Firms are witnessing a growing gulf in profits paid to partners, say accountants

RESEARCH: Doing less work and delegating responsibility may make partners wealthier

Doing less work may make solicitors more profitable as long as they are supervising staff properly, according to a survey published this week.

However, the research also revealed a yawning gap in profitability between firms.

The report showed that profits per equity partner in a quarter of lowest earning firms with between two to four partners were as little as 37,626 by contrast with 105,526 for firms in the upper quartile.

In firms of between 11 and 25 partners, the figures were 83,900 and 130,210 respectively.

The survey commissioned by the Law Society's law management section (LMS) and prepared and sponsored by accountants BDO Stoy Hayward, showed that a key factor in profitability was the ratio of fee earners to equity partners.

'Generally, the higher a firm's gearing [the greater the number of fee earners per equity partner employed] the better its profitability,' the survey found.

However, two key provisos to that principle were that junior staff must be properly supervised and that work which could be delegated was available within the firm.
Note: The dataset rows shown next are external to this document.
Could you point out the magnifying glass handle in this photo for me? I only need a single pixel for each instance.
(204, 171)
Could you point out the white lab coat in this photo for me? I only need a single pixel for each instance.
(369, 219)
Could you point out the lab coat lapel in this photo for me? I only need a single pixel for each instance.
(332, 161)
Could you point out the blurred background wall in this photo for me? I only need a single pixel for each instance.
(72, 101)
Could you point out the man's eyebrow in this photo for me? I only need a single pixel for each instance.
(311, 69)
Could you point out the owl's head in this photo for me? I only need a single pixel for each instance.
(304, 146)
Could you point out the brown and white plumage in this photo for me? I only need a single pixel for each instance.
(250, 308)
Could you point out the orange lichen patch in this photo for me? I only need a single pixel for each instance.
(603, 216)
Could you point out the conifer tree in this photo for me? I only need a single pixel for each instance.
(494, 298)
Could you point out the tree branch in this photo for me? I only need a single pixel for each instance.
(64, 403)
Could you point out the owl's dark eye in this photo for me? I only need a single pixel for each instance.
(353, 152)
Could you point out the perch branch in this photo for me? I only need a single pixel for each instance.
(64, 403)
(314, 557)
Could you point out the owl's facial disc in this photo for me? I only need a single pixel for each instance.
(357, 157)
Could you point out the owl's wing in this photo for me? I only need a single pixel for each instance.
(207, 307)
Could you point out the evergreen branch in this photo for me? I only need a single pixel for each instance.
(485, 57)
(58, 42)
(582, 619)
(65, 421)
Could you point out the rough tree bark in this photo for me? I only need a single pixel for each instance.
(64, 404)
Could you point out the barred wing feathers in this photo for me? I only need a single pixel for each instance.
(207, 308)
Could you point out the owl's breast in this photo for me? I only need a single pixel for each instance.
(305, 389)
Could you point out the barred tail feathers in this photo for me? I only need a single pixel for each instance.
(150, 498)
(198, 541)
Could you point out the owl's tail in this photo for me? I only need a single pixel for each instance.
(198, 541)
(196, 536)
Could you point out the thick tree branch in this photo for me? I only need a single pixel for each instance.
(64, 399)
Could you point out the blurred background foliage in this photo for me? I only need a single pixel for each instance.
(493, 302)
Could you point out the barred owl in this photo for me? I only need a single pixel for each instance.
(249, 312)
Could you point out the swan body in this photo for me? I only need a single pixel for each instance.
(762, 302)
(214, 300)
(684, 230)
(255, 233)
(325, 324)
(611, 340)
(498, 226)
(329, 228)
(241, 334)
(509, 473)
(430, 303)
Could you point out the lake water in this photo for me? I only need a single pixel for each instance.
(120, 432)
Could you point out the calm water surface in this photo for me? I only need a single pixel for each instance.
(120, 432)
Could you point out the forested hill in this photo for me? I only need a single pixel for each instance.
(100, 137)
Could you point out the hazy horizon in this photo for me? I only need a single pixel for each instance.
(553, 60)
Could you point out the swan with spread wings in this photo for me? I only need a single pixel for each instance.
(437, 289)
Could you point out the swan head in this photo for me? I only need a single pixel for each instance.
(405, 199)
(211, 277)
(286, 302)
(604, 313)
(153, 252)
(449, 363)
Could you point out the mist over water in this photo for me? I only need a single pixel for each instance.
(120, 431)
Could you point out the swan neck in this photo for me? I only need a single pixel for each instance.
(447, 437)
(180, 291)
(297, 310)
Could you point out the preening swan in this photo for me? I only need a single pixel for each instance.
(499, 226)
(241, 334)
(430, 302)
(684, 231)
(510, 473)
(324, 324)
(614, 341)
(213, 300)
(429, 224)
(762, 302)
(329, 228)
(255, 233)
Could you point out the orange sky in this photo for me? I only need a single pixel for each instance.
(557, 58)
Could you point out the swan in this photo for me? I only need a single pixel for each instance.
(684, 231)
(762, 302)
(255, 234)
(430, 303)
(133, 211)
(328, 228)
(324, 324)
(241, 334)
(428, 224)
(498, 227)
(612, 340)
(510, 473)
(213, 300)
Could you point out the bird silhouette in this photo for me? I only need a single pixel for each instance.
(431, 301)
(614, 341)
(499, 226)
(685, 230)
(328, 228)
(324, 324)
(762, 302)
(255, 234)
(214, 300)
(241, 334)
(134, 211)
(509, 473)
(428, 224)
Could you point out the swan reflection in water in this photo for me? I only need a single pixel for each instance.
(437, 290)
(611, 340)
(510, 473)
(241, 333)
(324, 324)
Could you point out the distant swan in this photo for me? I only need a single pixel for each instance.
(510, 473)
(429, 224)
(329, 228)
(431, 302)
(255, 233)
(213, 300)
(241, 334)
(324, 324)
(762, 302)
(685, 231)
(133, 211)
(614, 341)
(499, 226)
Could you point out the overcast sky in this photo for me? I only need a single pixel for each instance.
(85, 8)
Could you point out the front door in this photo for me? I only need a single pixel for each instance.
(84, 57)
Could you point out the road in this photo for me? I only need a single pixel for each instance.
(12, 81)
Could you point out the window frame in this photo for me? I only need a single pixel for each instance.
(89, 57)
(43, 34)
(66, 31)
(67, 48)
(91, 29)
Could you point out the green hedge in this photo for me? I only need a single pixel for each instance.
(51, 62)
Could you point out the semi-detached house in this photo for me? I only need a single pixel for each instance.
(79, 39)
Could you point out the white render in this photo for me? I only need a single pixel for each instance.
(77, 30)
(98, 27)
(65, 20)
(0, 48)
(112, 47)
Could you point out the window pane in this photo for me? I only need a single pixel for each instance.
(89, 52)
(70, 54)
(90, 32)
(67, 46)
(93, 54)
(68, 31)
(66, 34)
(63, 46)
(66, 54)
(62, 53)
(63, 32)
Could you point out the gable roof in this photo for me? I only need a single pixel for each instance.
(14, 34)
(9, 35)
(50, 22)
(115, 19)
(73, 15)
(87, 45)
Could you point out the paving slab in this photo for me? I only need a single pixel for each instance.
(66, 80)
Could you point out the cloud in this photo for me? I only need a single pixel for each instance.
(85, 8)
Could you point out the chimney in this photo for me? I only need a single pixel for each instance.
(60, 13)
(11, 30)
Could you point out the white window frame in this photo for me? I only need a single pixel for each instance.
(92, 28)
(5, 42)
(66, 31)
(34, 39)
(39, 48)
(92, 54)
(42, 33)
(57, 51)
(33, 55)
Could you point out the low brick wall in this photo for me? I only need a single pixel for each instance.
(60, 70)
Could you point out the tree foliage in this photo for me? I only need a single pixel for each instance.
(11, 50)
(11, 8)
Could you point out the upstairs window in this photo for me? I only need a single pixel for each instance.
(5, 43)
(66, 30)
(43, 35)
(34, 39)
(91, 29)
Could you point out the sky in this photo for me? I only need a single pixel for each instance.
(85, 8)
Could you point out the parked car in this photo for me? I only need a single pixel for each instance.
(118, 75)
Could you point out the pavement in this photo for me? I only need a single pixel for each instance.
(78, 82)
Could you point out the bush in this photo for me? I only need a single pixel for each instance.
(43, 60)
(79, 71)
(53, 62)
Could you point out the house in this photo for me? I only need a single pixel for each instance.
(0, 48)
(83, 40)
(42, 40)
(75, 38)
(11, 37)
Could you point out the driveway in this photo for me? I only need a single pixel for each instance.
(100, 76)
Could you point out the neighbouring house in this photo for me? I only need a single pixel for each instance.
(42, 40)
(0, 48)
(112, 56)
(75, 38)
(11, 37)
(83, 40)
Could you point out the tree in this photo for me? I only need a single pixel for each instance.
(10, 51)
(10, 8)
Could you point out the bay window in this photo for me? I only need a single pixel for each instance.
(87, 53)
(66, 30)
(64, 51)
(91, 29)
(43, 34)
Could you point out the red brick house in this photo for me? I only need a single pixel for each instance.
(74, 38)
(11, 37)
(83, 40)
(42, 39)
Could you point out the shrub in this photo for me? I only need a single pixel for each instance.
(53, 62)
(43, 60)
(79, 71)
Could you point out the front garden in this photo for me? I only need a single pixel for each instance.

The survey - which gathered information from 132 LMS-member firms nationwide, mainly from those of between two to 25 partners - also found that in medium-sized practices, fee earners had to earn around 27,000 in addition to their own and their secretarial salaries before they would start to generate profits, owing to the cost of additional overheads.

The report's author, Andrew Otterburn, said firms which 'really had their act together' were delegating and supervising work well and keeping a tight control on the number of files fee earners were dealing with.

'Overworked fee earners can't turn round work effectively or give the levels of service which bring clients back or encourage client recommendations,' he added.

The report also showed stark differences between the amounts that firms were spending on marketing.

A quarter of firms between two to four partners spent as little as 325 per fee earner on marketing annually whereas those in the upper quartile spent 1,222.

The figures for firms of between 11 and 25 partners were 1,211 per fee earner in the lower quartile as against 2,536 among those in the upper quartile.

Mr Otterburn said the figures showed that some firms appeared to be failing to put enough into raising their profiles and attracting new work.

'At the extreme, firms pay for an advert in Yellow Pages but little more than that,' he said.